Gegen die Entscheidung legte die Beklagte Berufung beim OLG Hamburg ein mit der Begründung, sie sei nicht verpflichtet, auf die Konkurrenz hinzuweisen. Dies gehe aus der BGH-Entscheidung „Schachcomputerkatalog“ hervor (I ZR 41/00). Nach dieser Entscheidung dürfen Unternehmen ihre Produkte mit einer Auszeichnung betiteln, die keinen Hinweis auf das Verhältnis zu (gleich guten) Konkurrenzprodukten enthalten. Der Unterschied ist allerdings, dass in der „Schachcomputerkatalog“-Entscheidung das betreffende Produkt als „Weltmeister“ bewertet wurde. Im Gegensatz dazu gab es im vorliegenden Fall gerade keinen alleinigen Sieger und damit kein Alleinstellungsmerkmal, sondern drei gleich gut bewertete Produkte.

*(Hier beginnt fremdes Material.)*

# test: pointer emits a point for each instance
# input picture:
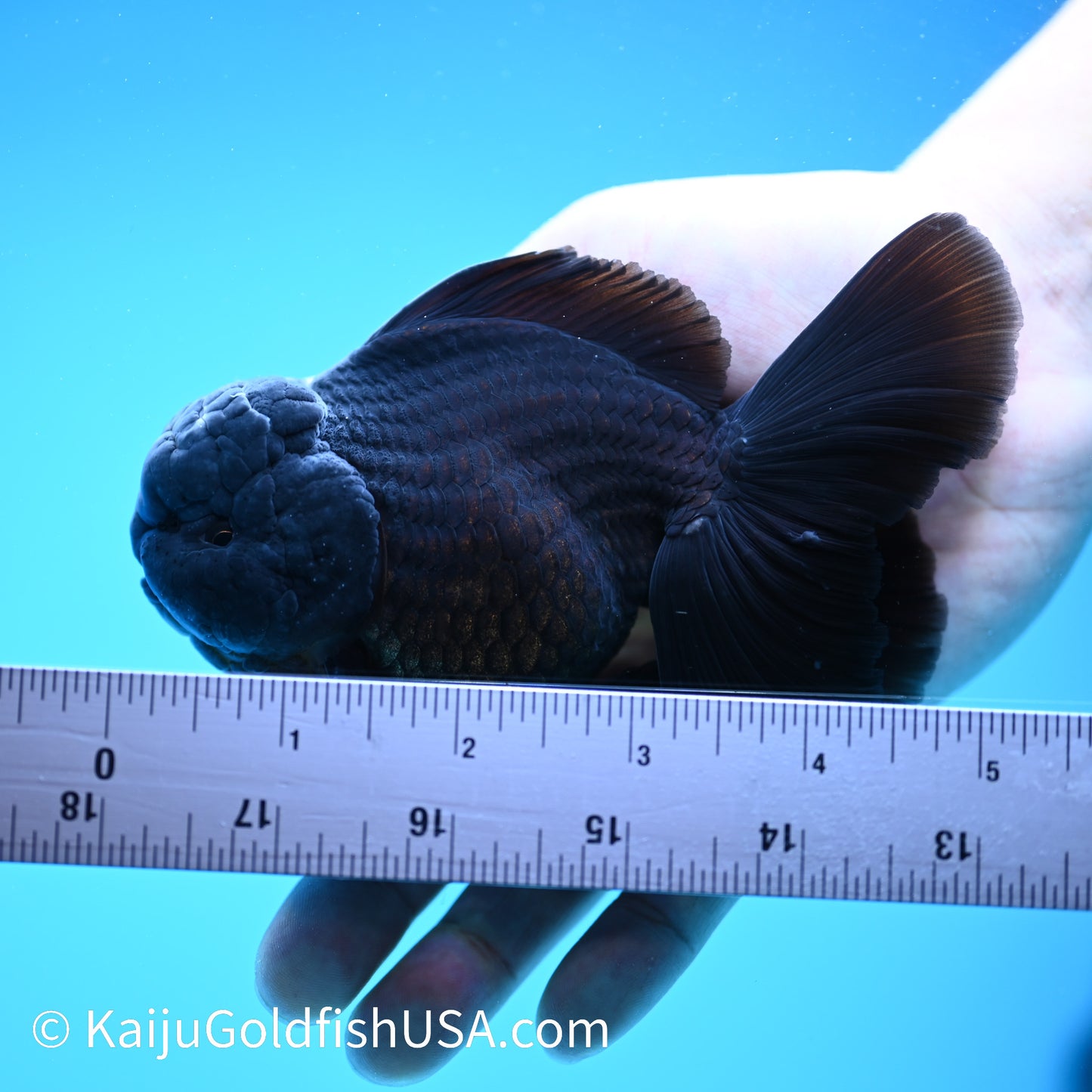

Dann aber, so LG und OLG Hamburg, sei es irreführend, wenn einer der Erstplatzierten sich als Testsieger bezeichnet. Denn der Verbraucher gehe in dem Fall davon aus, dass das Produkt auch der tatsächliche, also der alleinige Testsieger ist. Teilen sich die Produkte den ersten Platz, so muss dies nach Ansicht des OLG gekennzeichnet werden, um das Ergebnis richtig wiederzugeben.


In einem ähnlichen Fall (38 O 1/10) hat das Landgericht Düsseldorf der Beklagten untersagt, sich als „Bester seiner Gruppe“ auszugeben. Da die Beklagte sich den ersten Platz teilen musste, sah das Gericht auch hier einen Wettbewerbsverstoß.